Overall, it's bizarre to see Tomb Raider redesigned with things like speed-running in mind – there are unlocks and now Trophies available for landing good times through each level – and although the approach wasn't to everyone's tastes, it definitely shook the series out of its creaky middle age. It's lovely Sunday afternoon stuff, too.
If it wasn't what you were after, Crystal Dynamics tried something a little more traditional with the follow-up, returning to the very first Tomb Raider game – and, more importantly, returning to that lonely, lengthy exploration that the series was known for.
With no new friends chatting away in an earpiece, and miles of pendulum blades, misty caverns and block-shifting separating Croft from the beginning and end of each level, Anniversary's a chance to see the series' new custodians acting almost like a cover band – albeit one that's intent on putting its own spin on the classics.
It was up to Underworld to blend both opposing approaches to Tomb Raider – and to conclude the Trilogy's likeably melodramatic plotline. Aside from a slightly rushed ending and an occasionally iffy camera, the game does a pretty good job of it, offering standout set-pieces like a topsy-turvy race out of a sinking sea tanker, and plenty of moments where you're deep underground, lost to the rest of humanity, pulling switches and then listening for that familiar distant rumbling of ancient clockwork.
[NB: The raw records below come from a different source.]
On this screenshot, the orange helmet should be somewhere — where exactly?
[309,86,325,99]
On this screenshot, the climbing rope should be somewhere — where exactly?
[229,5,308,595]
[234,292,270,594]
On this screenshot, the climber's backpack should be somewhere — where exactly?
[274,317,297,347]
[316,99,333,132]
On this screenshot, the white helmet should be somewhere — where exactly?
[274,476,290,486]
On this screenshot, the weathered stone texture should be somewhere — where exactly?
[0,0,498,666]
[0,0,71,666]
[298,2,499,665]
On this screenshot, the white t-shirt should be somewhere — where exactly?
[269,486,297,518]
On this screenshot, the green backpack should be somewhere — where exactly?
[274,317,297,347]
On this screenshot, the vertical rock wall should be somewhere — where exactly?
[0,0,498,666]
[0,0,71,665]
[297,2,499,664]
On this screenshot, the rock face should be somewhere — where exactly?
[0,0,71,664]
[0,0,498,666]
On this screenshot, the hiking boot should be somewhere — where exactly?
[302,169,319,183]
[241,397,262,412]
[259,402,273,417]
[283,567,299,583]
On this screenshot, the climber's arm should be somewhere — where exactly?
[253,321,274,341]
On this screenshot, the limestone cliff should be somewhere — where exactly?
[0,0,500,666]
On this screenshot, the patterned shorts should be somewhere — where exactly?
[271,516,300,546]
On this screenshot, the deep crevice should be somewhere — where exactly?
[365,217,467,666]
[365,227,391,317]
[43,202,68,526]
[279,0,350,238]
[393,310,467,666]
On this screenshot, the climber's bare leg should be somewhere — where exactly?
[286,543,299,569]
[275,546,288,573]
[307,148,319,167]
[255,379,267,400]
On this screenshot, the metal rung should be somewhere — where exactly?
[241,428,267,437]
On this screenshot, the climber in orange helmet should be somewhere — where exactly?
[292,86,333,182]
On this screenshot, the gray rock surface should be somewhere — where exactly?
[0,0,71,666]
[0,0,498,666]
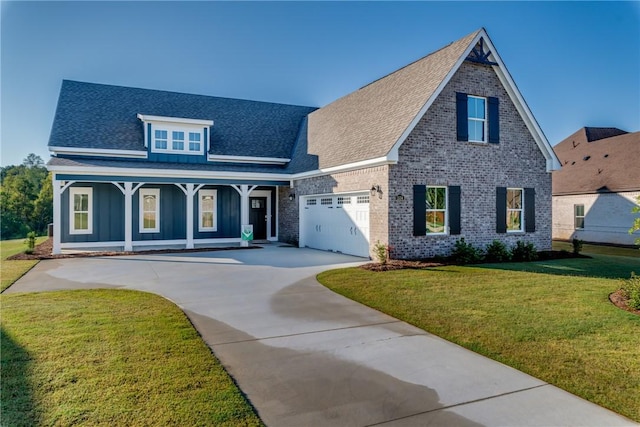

A handy new gadget allows Croft to move huge pieces of scenery around while the orchestral score swoops and sighs with an insistent reverence, and there are sticky bombs to tack onto sharks and an upgraded grapple to play with, alongside gymnastic animation that flows effortlessly from one wall-spring into the next.
The two DLC episodes that landed on the 360 are missing from the Trilogy compilation – a shame, as there's a puzzle in the first one that's so good it should have its own chat show - but it's still a brisk chunk of adventuring without them, even if somebody in the design team thought it was a good idea to blow up Croft Manor.
Outside of the main games, the Trilogy offers outfits for Home, a – non-dynamic – theme, and developer diaries for all three titles and two trailers for the Guardian of Light. There's also Trophy support and – a welcome addition after The Sly Trilogy – the option to quit back to the launcher from each adventure rather than exiting directly to the PS3 menu.
It's a nice collection of knick-knacks, but the games remain the real attraction. With the frantic, all-action fire-fights of Guardian of Light still burning brightly on download services, and Croft's grimier, nastier new adventure taking shape over in San Francisco, it's the perfect moment to say goodbye – for the time being, at least – to this epic, Technicolor, Saturday matinee approach to the character, and the perfect time to gauge how well the team at Crystal Dynamics fared with their first take on Tomb Raider.
And, for my money, they fared brilliantly.